> How can I automatically adjust the y-axis of those plots so that only the boxplots and the whiskery but not the outliers are considered in determining the y-axis?
In boxchart, outliers are defined as values greater or less than 1.5*IQR from the box edges where IQR is the innerquartile range. The box edges are the 25th and 75th quartile of the data. So, the outlier bounds are the 25th quartile minus 1.5*IQR and 75th quartile plus 1.5*IQR. These are the bounds that will be used to define your y axis limit. For each box in the boxchart, these limits are computed as
iqrng = iqr(ydata);
lower = quantile(ydata, 0.25)-1.5*iqrng;
upper = quantile(ydata, 0.75)+1.5*iqrng;
The y limit will be the minimum lower value between all boxes and the maximum upper value between all boxes. This can be a bit tricky to compute when you're working with grouped boxes.
Here's a demo that creates a boxchart, computes the min and max outlier bound, and sets the y axis limit to the bounds. Don't miss the last section below on "A note on data visualization".
Create boxchart
All you need in your data is the "h" variable which his the handle to your boxchart object.
tbl = readtable('TemperatureData.csv');
monthOrder = {'January','February','March','April','May','June','July', ...

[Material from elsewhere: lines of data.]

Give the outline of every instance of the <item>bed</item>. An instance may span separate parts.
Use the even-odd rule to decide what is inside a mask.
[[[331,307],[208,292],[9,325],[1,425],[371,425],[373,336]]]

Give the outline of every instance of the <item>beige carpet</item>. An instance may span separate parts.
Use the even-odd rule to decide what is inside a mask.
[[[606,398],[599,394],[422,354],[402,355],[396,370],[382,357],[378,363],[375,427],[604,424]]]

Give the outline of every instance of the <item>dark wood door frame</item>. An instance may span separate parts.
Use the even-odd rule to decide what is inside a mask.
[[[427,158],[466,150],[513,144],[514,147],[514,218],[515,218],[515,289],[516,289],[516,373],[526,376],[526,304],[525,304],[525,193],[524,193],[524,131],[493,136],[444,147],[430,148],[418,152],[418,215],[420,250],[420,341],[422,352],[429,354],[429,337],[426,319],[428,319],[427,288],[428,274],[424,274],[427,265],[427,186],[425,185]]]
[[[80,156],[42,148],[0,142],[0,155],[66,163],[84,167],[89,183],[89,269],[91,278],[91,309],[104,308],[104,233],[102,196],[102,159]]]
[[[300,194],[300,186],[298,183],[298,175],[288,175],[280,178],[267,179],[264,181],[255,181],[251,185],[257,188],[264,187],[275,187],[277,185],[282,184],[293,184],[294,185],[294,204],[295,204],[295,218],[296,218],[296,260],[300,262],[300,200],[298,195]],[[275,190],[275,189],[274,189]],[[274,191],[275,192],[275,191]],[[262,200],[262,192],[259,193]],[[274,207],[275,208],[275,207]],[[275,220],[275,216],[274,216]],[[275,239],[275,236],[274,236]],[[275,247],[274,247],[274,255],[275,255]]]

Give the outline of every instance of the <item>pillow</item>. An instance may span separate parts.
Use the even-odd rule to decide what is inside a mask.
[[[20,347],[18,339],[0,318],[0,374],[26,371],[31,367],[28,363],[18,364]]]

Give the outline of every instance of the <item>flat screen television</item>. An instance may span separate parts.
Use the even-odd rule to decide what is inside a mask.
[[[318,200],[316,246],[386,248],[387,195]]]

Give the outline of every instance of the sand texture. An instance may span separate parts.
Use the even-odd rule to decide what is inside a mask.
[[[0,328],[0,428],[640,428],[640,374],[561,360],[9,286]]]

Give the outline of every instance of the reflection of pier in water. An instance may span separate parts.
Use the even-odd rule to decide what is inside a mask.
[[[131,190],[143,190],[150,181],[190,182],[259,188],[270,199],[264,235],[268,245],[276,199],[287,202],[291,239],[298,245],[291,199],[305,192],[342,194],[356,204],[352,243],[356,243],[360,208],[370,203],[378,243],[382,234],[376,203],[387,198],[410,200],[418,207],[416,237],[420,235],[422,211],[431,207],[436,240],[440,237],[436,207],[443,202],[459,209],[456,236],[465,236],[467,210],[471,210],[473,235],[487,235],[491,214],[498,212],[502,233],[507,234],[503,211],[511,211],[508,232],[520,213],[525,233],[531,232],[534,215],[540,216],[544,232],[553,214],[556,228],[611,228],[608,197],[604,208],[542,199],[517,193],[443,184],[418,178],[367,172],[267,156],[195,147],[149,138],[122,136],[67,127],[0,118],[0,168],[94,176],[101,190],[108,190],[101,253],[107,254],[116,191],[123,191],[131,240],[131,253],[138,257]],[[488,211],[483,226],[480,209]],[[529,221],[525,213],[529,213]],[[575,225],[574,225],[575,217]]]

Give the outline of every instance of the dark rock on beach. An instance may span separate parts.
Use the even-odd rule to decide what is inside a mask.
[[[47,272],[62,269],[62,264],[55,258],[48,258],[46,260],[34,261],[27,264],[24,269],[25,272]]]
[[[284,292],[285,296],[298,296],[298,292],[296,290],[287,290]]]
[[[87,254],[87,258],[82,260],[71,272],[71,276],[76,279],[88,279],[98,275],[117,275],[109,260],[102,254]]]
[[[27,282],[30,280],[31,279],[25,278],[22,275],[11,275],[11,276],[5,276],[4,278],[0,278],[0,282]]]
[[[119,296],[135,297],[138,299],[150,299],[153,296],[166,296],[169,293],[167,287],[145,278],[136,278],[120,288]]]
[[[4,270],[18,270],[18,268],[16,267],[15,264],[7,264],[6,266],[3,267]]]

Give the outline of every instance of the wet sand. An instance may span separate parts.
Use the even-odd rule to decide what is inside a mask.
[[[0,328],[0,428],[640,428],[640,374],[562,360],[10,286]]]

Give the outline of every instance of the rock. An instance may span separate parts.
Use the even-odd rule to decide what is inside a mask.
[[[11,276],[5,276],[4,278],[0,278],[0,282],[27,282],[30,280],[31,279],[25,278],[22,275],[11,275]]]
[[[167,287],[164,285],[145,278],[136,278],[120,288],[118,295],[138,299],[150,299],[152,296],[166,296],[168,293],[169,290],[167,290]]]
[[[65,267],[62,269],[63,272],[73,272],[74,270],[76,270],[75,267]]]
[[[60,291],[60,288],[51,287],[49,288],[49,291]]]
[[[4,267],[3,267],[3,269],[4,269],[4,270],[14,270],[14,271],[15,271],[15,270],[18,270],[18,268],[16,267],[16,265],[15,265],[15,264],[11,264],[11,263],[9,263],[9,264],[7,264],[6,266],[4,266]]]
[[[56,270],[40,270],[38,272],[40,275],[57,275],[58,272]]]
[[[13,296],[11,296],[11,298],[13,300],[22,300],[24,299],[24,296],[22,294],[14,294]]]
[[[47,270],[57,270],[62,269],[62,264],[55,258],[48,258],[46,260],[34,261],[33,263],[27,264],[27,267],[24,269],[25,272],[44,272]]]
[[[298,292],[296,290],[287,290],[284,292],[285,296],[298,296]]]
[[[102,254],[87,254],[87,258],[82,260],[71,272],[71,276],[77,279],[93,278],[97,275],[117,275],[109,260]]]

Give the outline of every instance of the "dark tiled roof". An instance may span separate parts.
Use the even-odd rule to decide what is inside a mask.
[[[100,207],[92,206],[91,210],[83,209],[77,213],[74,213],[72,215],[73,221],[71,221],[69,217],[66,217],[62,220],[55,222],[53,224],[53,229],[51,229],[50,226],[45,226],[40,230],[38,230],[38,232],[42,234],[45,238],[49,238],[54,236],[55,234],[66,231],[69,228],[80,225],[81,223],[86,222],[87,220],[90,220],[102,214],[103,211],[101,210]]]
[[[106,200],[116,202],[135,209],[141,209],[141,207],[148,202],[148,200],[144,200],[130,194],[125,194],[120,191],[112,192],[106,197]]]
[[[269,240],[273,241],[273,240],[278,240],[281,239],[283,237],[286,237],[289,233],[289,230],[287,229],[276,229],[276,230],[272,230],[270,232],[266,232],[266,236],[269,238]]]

'August','September','October','November','December'};
tbl.Month = categorical(tbl.Month,monthOrder);
r = unique(randi(565,1,20));
tbl.TemperatureF(r) = 2*tbl.TemperatureF(r);
w = unique(randi(565,1,20));
tbl.TemperatureF(w) = -1*tbl.TemperatureF(w);
h = boxchart(tbl.Month,tbl.TemperatureF,'GroupByColor',tbl.Year);
ylabel('Temperature (F)')
Compute limits based on outlier bounds
Replace h with your boxchart object handle.
groups = findgroups(h(i).XData);
qtile.lower = splitapply(@(x)quantile(x,0.25),h(i).YData,groups);
qtile.upper = splitapply(@(x)quantile(x,0.75),h(i).YData,groups);
iqr = qtile.upper - qtile.lower;
upperbound = [upperbound; qtile.upper + 1.5*iqr];
lowerbound = [lowerbound; qtile.lower - 1.5*iqr];
ybound = [min(lowerbound), max(upperbound)];
A note on data visualization
The chart above is misleading because it hides many outliers that appear to not exist. There are two ways to imrpove this so that your data visualization more accuratly depicts your data.
- Turn off outliers using set(h, 'MarkerStyle','none'). Note, this is not the same as detecting and removing outliers from your data before plotting. Also note that you'll still need to implement my solution to update the axis limits.
- Clearly indicate that some outliers are outside of the chart within your text.